Tape could hardly get Justin down pat enough to do something his mind had not expected, not when he was resisting it and not cooperating out of his subconscious.
He laughed again, just to test it, saw Justin look like he had glass in his gut, and hope at the same time.
“It’s a worm,” he told Justin. And grinned wide, wider as he saw an instant of real horror on Justin’s face.
“You damn lunatic!”
He laughed outright. It hurt, but it felt good. He tried to draw his legs up. Wrong. “Oh, damn. You think they can get my legs free?”
“Soon as you know where you are.”
He sighed and felt tension ebbing out of him. He melted back against the moving bed and looked at Justin with a placidity different than tape offered. It still hurt. Muscle tension. Sprain. God knew what he had done to himself, or what they had done to him. “I had you, huh?”
“If you put this on for an act—”
“I wish. I’m fogged. I think I’m going to have flashes off this. I think they’ll go away. I’m really scared, if you don’t come back. Dr. Ivanov’s running this, isn’t he?”
“He’s taking care of you. You trust him, don’t you?”
“Not when he takes Ari’s orders. I’m scared. I’m really scared. I wish you could stay here.”

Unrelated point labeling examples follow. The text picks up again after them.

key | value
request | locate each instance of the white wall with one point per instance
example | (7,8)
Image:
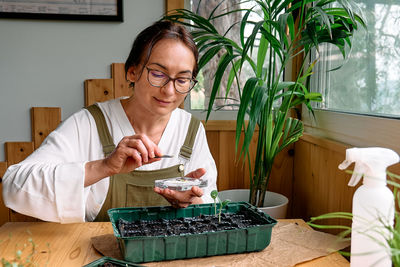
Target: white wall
(44,63)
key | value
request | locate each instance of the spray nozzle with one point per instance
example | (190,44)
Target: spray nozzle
(370,162)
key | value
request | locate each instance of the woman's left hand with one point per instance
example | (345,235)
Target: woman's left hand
(182,199)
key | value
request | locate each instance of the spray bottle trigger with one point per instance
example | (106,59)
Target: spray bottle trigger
(345,164)
(355,178)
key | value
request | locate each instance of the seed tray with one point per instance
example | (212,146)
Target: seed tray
(158,248)
(109,262)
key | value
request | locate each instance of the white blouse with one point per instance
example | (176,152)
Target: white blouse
(49,184)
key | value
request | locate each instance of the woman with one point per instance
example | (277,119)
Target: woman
(78,173)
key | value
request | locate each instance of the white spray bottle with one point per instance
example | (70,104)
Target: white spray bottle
(373,206)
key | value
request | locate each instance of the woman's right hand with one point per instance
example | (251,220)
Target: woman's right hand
(130,153)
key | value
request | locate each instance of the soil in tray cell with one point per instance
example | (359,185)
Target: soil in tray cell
(187,225)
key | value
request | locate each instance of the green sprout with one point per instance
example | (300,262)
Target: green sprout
(214,195)
(223,204)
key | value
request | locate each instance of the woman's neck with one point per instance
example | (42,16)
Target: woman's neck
(144,123)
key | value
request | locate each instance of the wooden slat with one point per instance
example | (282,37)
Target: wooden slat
(98,90)
(319,186)
(231,172)
(121,85)
(4,216)
(17,151)
(174,4)
(213,141)
(44,120)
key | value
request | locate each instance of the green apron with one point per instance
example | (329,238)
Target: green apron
(135,189)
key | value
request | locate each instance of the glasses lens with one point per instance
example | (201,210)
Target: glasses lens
(157,78)
(183,85)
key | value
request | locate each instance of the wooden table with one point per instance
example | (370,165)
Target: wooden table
(70,244)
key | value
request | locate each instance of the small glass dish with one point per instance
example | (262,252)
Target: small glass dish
(180,183)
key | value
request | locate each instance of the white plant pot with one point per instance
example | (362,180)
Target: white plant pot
(275,204)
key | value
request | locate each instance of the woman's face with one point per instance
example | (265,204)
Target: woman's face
(171,57)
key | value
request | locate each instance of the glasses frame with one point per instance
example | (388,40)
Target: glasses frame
(170,79)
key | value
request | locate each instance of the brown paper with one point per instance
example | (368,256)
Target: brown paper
(290,244)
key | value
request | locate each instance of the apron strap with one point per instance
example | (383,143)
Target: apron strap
(186,149)
(108,144)
(104,134)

“I’ll stay here through supper. I’ll come back for breakfast in the morning; every hour I can get free till they throw me out. I’m going to talk to Ivanov. Why don’t you try to sleep while I’m here? I’ll sit in the chair over there and you can rest.”
His eyes were trying to close. He realized it suddenly and tried to fight it. “You won’t leave. You have to wake me up.”
“I’ll let you sleep half an hour. It’s nearly suppertime. You’re going to eat something. Hear? No more of this refusing food.”
“Mmnn.” He let his eyes shut. He went away awhile, away from the discomfort. He felt Justin get up, heard him settle into the chair, checked after a moment to be sure Justin really was there and rested awhile more.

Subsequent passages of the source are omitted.